Joins
The join transformation combines datasets by matching rows across two or more assets. Teckel supports seven join types and multi-way joins in a single transformation step.
Schema
- name: <AssetRef>
join:
left: <AssetRef>
right: <NonEmptyList[JoinTarget]>
| Field | Type | Required | Description |
|---|---|---|---|
left | AssetRef | Yes | Left-side asset. |
right | NonEmptyList[JoinTarget] | Yes | One or more join targets. |
JoinTarget object:
| Field | Type | Required | Description |
|---|---|---|---|
name | AssetRef | Yes | Right-side asset. |
type | string | Yes | Join type (see below). |
on | List[Condition] | Yes | Join conditions. Must be [] for cross joins. |
Join Types
Teckel supports these seven join types:
| Type | Description |
|---|---|
inner | Only rows with matches in both sides. |
left | All left rows; right columns are NULL for non-matches. |
right | All right rows; left columns are NULL for non-matches. |
outer | All rows from both sides; NULLs for non-matches on either side. |
cross | Cartesian product of both sides. on must be []. |
left_semi | Left rows that have at least one match in right. Only left columns returned. |
left_anti | Left rows with no match in right. Only left columns returned. |
Join Conditions
Conditions are boolean expressions comparing columns from the left and right assets. Column references must be qualified with the asset name to avoid ambiguity.
on:
- "employees.dept_id = departments.dept_id"
- "employees.start_date >= departments.valid_from"
The equality operator is = (single equals), consistent with ANSI SQL. The == form is accepted as an alias.

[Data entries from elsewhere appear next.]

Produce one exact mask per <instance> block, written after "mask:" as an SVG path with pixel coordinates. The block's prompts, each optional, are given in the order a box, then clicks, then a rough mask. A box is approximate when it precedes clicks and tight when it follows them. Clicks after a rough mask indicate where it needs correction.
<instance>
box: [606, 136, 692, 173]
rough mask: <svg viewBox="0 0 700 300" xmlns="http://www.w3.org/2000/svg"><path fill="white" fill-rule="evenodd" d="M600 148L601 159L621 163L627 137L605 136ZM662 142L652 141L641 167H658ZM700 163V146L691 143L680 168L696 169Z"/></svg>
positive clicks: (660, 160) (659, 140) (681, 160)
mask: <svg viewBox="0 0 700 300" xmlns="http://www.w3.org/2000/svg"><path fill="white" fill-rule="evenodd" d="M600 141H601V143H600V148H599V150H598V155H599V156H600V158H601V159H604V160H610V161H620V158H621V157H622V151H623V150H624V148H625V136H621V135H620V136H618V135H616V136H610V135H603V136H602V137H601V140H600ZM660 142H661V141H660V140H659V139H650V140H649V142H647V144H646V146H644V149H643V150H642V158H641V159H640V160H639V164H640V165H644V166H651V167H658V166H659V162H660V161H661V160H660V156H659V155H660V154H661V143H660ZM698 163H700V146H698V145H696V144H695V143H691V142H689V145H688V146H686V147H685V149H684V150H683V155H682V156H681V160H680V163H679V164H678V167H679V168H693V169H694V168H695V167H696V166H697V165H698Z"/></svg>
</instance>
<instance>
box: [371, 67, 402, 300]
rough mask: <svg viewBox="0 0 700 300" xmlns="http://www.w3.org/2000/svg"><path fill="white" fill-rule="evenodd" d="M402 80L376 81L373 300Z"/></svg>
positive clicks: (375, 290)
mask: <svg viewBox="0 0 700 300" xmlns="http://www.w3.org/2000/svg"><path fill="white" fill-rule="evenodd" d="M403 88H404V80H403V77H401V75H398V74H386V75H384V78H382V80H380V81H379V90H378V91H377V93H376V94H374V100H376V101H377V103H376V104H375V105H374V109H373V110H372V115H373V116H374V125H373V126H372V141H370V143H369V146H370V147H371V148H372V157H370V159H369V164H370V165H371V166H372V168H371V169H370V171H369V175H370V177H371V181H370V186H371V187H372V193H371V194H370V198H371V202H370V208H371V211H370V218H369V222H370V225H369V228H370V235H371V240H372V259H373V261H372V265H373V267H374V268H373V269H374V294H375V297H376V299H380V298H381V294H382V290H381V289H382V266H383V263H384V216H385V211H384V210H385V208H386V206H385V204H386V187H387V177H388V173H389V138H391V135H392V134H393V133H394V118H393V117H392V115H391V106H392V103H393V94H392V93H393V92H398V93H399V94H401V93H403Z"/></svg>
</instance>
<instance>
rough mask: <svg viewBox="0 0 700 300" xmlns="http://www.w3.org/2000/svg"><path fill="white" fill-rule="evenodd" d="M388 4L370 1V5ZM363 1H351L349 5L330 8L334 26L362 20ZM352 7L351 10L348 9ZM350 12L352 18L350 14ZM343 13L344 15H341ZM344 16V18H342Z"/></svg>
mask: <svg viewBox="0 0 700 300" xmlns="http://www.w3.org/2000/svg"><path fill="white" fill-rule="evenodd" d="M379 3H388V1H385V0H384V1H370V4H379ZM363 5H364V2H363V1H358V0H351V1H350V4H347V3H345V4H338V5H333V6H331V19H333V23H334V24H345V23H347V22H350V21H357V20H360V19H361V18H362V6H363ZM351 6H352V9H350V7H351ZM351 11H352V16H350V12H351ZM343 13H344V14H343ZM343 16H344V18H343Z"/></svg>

Multiple conditions in on are combined with AND — all must be true for a row to match.
Examples
Inner Join
Return only employees that have a matching department:
transformation:
- name: employeesWithDept
join:
left: employees
right:
- name: departments
type: inner
on:
- "employees.dept_id = departments.id"
Left Join
Keep all employees, filling NULL for those without a department:
transformation:
- name: allEmployees
join:
left: employees
right:
- name: departments
type: left
on:
- "employees.dept_id = departments.id"
Right Join
Keep all departments, even those with no employees:
transformation:
- name: allDepartments
join:
left: employees
right:
- name: departments
type: right
on:
- "employees.dept_id = departments.id"
Outer (Full) Join
Keep all rows from both sides:
transformation:
- name: fullMatch
join:
left: employees
right:
- name: departments
type: outer
on:
- "employees.dept_id = departments.id"
Cross Join
Cartesian product — every row from the left paired with every row from the right. The on list must be empty:
transformation:
- name: allCombinations
join:
left: sizes
right:
- name: colors
type: cross
on: []
Left Semi Join
Return employees that exist in the active list, but only keep columns from employees:
transformation:
- name: activeEmployees
join:
left: employees
right:
- name: activeList
type: left_semi
on:
- "employees.id = activeList.employee_id"
Left Anti Join
Return employees that are NOT in the termination list:
transformation:
- name: currentEmployees
join:
left: employees
right:
- name: terminations
type: left_anti
on:
- "employees.id = terminations.employee_id"
Multi-way Joins
Multiple entries in right are applied sequentially left to right. Each join takes the accumulated result of previous joins as its left side.
transformation:
- name: enrichedOrders
join:
left: orders
right:
- name: customers
type: inner
on:
- "orders.customer_id = customers.id"
- name: products
type: left
on:
- "orders.product_id = products.id"
This is equivalent to: (orders INNER JOIN customers) LEFT JOIN products.
Tip: Multi-way joins are processed in the order listed. The second join condition can reference columns from the first join's result. Plan your join order to match your data model.
Duplicate Column Handling
When a join produces columns with the same name from both sides, both columns are preserved, qualified with their source asset name (e.g., employees.name and departments.name).
To resolve duplicates, follow the join with a select transformation:
transformation:
- name: joined
join:
left: employees
right:
- name: departments
type: inner
on:
- "employees.dept_id = departments.id"
- name: cleaned
select:
from: joined
columns:
- "employees.name as employee_name"
- "departments.name as dept_name"
- "employees.salary"
Tip: Always qualify column references in join conditions. Unqualified references like
"id = id"will produce errorE-JOIN-001for ambiguity.